Credit Suisse is not only upsetting current staff with its bonus clawbacks, it's also going after people who left the bank before its horrible year even happened.
As we reported last week, Credit Suisse is clawing back 34% of previous years' deferred bonuses paid in the form of performance shares. Insiders say that the clawbacks appear to have been disproportionately focused on salespeople and traders in what was formerly known as the global markets division, and that shares that vested in February 2022 were also affected. There is deep grumbling about the situation internally, even though it's (perhaps) inevitable given Credit Suisse's investment bank made a CHF3.7bn ($7.9m) loss last year.
What seems less fair, but may also be inevitable, is that Credit Suisse is also seizing unvested bonuses from people who left the bank a few years ago and who were happily retired. They didn't have anything to do with Archegos, or the loss, and were counting on their shares vesting as a source of income in their semi-dotage.

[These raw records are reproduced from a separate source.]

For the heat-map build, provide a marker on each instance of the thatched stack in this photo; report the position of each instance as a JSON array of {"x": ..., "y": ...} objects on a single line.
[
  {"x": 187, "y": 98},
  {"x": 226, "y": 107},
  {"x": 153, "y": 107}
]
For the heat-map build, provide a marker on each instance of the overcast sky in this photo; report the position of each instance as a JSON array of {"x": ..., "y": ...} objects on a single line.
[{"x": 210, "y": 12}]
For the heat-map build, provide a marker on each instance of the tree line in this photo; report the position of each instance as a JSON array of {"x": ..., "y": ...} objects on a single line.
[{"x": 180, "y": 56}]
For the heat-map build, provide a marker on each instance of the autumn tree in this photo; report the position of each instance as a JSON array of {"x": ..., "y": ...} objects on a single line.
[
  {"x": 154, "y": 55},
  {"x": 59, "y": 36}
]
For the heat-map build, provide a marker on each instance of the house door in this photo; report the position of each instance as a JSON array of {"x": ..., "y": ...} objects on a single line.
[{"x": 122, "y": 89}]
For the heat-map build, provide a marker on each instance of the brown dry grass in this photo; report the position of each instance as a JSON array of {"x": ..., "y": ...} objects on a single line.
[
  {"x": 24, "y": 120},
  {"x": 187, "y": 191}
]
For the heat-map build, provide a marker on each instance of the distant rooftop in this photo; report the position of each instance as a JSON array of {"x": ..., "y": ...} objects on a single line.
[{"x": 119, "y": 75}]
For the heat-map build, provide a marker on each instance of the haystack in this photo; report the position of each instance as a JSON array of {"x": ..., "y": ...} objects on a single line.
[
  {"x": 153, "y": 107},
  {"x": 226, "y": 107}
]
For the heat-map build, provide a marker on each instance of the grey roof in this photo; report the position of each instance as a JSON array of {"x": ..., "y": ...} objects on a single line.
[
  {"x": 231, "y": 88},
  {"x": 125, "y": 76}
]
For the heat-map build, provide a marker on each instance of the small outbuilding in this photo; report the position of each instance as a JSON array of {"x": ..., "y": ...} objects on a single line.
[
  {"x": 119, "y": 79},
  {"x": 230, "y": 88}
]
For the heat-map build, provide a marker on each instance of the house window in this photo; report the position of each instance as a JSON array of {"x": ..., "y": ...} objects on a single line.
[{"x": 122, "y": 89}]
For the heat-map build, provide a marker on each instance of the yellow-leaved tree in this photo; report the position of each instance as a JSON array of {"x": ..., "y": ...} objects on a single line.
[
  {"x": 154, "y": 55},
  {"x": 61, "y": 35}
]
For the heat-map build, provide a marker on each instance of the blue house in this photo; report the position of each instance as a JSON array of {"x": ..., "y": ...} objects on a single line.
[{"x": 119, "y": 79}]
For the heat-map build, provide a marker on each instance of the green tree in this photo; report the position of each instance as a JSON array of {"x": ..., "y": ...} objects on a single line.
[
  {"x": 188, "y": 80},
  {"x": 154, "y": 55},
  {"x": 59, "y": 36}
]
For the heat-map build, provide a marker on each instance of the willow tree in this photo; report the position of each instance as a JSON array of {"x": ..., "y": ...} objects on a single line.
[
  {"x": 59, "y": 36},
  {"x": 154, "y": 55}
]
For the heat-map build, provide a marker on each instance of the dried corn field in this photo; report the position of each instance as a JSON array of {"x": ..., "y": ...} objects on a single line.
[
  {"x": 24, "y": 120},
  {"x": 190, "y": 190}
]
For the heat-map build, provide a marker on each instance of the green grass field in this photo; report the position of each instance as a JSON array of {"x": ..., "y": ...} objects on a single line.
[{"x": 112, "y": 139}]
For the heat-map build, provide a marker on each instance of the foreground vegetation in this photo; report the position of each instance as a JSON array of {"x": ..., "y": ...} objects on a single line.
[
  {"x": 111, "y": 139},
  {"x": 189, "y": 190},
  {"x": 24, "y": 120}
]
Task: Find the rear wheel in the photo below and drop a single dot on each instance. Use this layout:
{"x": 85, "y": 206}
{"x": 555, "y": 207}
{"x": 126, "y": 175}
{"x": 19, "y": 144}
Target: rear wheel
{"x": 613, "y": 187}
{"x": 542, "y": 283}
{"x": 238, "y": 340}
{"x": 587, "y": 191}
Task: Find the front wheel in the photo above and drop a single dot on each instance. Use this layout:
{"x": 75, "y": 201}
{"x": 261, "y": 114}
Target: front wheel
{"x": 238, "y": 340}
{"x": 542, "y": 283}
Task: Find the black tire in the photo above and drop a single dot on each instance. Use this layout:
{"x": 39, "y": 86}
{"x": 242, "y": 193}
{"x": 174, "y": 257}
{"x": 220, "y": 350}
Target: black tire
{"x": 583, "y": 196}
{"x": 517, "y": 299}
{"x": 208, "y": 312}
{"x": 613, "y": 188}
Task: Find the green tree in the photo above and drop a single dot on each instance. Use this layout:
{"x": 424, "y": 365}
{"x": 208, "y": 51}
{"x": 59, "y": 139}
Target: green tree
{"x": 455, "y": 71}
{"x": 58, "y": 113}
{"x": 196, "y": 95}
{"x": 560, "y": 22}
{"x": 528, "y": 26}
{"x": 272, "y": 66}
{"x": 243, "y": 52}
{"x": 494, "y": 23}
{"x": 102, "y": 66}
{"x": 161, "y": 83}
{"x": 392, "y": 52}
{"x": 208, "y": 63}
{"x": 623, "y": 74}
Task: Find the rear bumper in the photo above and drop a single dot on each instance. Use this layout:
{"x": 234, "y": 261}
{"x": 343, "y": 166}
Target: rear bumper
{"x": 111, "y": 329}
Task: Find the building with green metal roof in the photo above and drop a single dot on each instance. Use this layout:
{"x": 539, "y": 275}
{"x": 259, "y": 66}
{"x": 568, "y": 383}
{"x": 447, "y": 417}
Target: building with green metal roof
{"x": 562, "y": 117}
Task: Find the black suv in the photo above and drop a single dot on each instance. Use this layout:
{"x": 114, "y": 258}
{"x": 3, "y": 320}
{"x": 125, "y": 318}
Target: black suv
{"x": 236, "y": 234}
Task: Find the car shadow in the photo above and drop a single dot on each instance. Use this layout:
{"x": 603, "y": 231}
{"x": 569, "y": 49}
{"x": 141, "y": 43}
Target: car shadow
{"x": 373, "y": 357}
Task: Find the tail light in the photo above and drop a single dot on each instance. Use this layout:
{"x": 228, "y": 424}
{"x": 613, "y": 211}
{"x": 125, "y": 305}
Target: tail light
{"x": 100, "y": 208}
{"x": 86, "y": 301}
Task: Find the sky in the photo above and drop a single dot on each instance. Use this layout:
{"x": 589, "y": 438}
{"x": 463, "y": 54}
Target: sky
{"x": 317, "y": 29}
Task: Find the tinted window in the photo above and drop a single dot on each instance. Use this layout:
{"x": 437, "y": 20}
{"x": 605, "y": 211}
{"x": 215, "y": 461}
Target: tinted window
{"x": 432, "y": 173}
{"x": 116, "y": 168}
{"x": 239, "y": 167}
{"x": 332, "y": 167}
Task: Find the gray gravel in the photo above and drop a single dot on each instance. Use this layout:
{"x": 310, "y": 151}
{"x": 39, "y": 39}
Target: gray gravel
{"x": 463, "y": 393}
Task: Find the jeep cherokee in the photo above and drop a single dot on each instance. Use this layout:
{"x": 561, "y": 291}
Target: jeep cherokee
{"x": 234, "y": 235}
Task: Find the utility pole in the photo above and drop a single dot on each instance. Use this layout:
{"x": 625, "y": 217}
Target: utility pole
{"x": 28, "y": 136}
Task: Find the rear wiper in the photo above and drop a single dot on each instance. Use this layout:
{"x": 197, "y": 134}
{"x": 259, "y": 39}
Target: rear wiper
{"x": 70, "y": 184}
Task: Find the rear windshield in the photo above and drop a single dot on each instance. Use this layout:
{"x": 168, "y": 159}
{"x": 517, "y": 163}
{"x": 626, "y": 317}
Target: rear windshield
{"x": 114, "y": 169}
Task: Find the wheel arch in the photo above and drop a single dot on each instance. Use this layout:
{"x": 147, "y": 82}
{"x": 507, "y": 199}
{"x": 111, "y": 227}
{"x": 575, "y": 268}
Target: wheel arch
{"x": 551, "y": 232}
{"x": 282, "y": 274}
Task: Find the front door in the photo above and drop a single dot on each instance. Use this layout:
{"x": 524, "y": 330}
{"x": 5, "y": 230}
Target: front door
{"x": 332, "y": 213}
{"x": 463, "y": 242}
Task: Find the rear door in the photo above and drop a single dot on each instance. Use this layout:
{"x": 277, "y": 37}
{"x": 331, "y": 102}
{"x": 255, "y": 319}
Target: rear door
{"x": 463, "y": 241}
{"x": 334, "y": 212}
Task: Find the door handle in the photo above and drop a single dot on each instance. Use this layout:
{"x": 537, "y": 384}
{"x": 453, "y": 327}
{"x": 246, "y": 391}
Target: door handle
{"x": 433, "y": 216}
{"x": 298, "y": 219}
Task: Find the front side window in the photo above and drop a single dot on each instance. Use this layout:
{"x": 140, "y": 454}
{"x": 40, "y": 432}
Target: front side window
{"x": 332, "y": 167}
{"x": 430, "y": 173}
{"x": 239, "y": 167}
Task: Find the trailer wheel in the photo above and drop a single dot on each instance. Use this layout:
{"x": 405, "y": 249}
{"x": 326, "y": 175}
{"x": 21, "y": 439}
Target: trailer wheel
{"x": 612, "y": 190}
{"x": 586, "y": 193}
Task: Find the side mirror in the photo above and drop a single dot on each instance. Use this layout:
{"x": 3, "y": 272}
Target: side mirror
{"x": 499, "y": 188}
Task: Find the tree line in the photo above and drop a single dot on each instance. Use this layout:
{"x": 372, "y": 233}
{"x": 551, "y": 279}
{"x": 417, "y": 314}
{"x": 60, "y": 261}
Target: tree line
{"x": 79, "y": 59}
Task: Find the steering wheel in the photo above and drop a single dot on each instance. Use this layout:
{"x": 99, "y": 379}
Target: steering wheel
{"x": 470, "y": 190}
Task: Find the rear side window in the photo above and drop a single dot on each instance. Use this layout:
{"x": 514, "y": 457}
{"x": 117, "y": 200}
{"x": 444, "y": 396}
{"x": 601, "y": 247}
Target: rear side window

"While I was planning my exit from the bank, the deferred was certainly a very large part of the calculation in terms of living expenses," says one Credit Suisse markets professional who retired in 2020. "34% of what I had left is quite a hit, combined with the fact that Credit Suisse stock price continues to underperform. It's clearly not what we'd hoped for or expected."
Credit Suisse declined to comment on the clawbacks, which are in line with the conditions of the award. These conditions say that bonuses are clawed back if the bank makes a loss of more than CFH1bn, and that if the loss hits CHF4bn then 60% is clawed back. On this basis, the 34% clawbacks might even be considered generous.
Credit Suisse's former staff do not see it this way. "If left Credit Suisse two years ago," says the retiree. "I didn't even work there in 2021!" He says there's some talk of Credit Suisse making amends to former staff and that he will "certainly join" a proposed class action lawsuit against the bank if not.